Y eso que no sabía juntar las letras el maestro de Ronda. Según noticias de aquellos tiempos -poco faltaba para que accediera al trono el mal llamado Pepe Botella- Pedro Romero se retiró a la edad de cuarenta y cinco años y cuál no será mi asombro cuando escucho la voz de don Natalio Rivas, que asegura: «entonces -1799- no ofrece duda que los hombres tardaban más que hoy en envejecer -1947, ayer por la tarde- y la edad que hoy es umbral de la senectud era en aquellos tiempos apogeo de vigor y lozanía».

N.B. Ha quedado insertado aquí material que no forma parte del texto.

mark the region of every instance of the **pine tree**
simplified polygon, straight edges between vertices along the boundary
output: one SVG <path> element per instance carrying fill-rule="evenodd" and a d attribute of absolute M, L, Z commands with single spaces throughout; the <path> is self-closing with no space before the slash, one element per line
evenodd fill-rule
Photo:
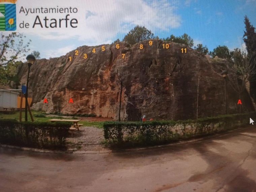
<path fill-rule="evenodd" d="M 251 25 L 249 19 L 246 15 L 245 18 L 245 24 L 246 31 L 243 37 L 244 41 L 245 43 L 246 49 L 248 52 L 248 56 L 251 62 L 251 69 L 255 69 L 256 67 L 256 33 L 254 30 L 255 28 Z M 256 73 L 253 72 L 249 77 L 250 83 L 250 95 L 253 99 L 254 103 L 256 103 Z"/>

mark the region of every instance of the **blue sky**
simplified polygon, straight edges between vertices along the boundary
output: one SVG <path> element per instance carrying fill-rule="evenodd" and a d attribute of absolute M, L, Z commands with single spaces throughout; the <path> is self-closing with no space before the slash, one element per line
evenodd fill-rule
<path fill-rule="evenodd" d="M 54 1 L 62 5 L 70 1 Z M 209 51 L 219 45 L 232 50 L 245 47 L 242 37 L 246 15 L 256 27 L 256 0 L 84 2 L 83 5 L 76 5 L 83 12 L 81 15 L 84 15 L 79 16 L 85 18 L 81 19 L 85 21 L 82 30 L 73 34 L 59 30 L 28 33 L 27 38 L 32 41 L 31 50 L 39 51 L 42 58 L 59 57 L 79 46 L 122 40 L 137 25 L 145 26 L 160 38 L 187 33 L 194 39 L 195 46 L 202 44 Z"/>

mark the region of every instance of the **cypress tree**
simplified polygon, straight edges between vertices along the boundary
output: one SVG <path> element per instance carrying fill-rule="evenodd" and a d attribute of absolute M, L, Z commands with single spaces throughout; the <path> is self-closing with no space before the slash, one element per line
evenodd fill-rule
<path fill-rule="evenodd" d="M 256 68 L 256 33 L 254 27 L 249 21 L 249 19 L 246 15 L 245 18 L 245 24 L 246 31 L 243 37 L 244 41 L 245 43 L 246 49 L 248 52 L 248 56 L 250 60 L 251 69 Z M 255 70 L 254 70 L 255 71 Z M 250 95 L 253 99 L 254 103 L 256 103 L 256 73 L 254 71 L 251 73 L 249 78 L 250 83 Z"/>

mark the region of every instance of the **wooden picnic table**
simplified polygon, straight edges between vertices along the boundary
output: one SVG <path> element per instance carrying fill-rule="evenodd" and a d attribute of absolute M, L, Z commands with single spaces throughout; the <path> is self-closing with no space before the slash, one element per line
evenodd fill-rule
<path fill-rule="evenodd" d="M 14 111 L 15 110 L 15 108 L 14 107 L 3 107 L 4 109 L 4 110 L 5 109 L 6 111 L 7 110 L 7 109 L 10 109 L 11 111 Z"/>
<path fill-rule="evenodd" d="M 56 121 L 68 121 L 69 122 L 73 122 L 73 127 L 75 129 L 72 129 L 72 130 L 77 129 L 78 131 L 79 130 L 79 127 L 81 125 L 83 125 L 83 124 L 78 124 L 77 123 L 81 121 L 81 119 L 49 119 L 48 121 L 51 122 L 55 122 Z M 70 128 L 71 130 L 71 128 Z"/>

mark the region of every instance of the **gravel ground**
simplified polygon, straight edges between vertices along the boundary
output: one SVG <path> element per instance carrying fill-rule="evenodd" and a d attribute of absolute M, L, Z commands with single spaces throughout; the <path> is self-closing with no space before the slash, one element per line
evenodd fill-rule
<path fill-rule="evenodd" d="M 72 132 L 70 131 L 71 133 Z M 106 151 L 101 142 L 104 139 L 103 129 L 91 127 L 81 127 L 67 138 L 69 151 Z"/>

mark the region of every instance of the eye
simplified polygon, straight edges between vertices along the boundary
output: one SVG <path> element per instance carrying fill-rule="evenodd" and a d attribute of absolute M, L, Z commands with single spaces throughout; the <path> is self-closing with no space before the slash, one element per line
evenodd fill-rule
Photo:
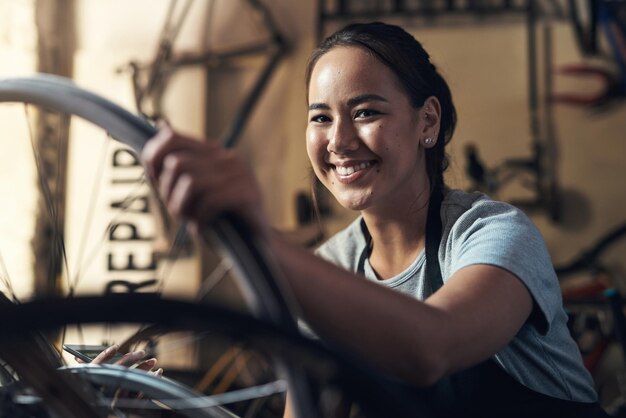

Es bien curiosa la opinión del bueno de don Natalio, ya que en otros textos, no menos sabios, se afirma que «por aquella plazuela casi se arrastraba un pobre anciano con más de cincuenta años cumplidos». Habida cuenta que Curro Romero -el Romero de nuestros días- no sólo no se arrastra, sino que de cuando en cuando se pega tres lances que estremecen a su Maestranza e incluso a nuestra Señora del Falso Mudéjar, y que ya ha cumplido los cincuenta y cuatro y que el gran Antonio Chenel, Antoñete, se fue de los toros con más de cincuenta años, edad que también alcanzó el gran Antonio, bien claro está que los toreros -ya en 1990- no están precisamente en el umbral de la senectud cuando cumplen cuarenta y cinco años. Estas sencillas reflexiones nos han apartado un poco de la foto fotomatón de Pedro Romero, el rondeño glorioso.

Los que le conocieron, los que le vieron torear, aseguran que nunca jamás hubo un diestro que consumara con mayor perfección, sencillez y maestría la suerte de recibir: «se cita al toro para el lance fatal, lo deja llegar por su terreno y sin mover los pies meterá el brazo de la espada.» Claro que en Pedro Romero aquello le venía de familia, porque fue su abuelo Paco quien primero se lo hizo a un toro. Amanecía el día 19 de noviembre de 1754. Un niño, bajo el signo zodíaco de Escorpión, vino al mundo en Ronda y ese niño iba a revolucionar lo que luego se llamó el arte de Cúchares.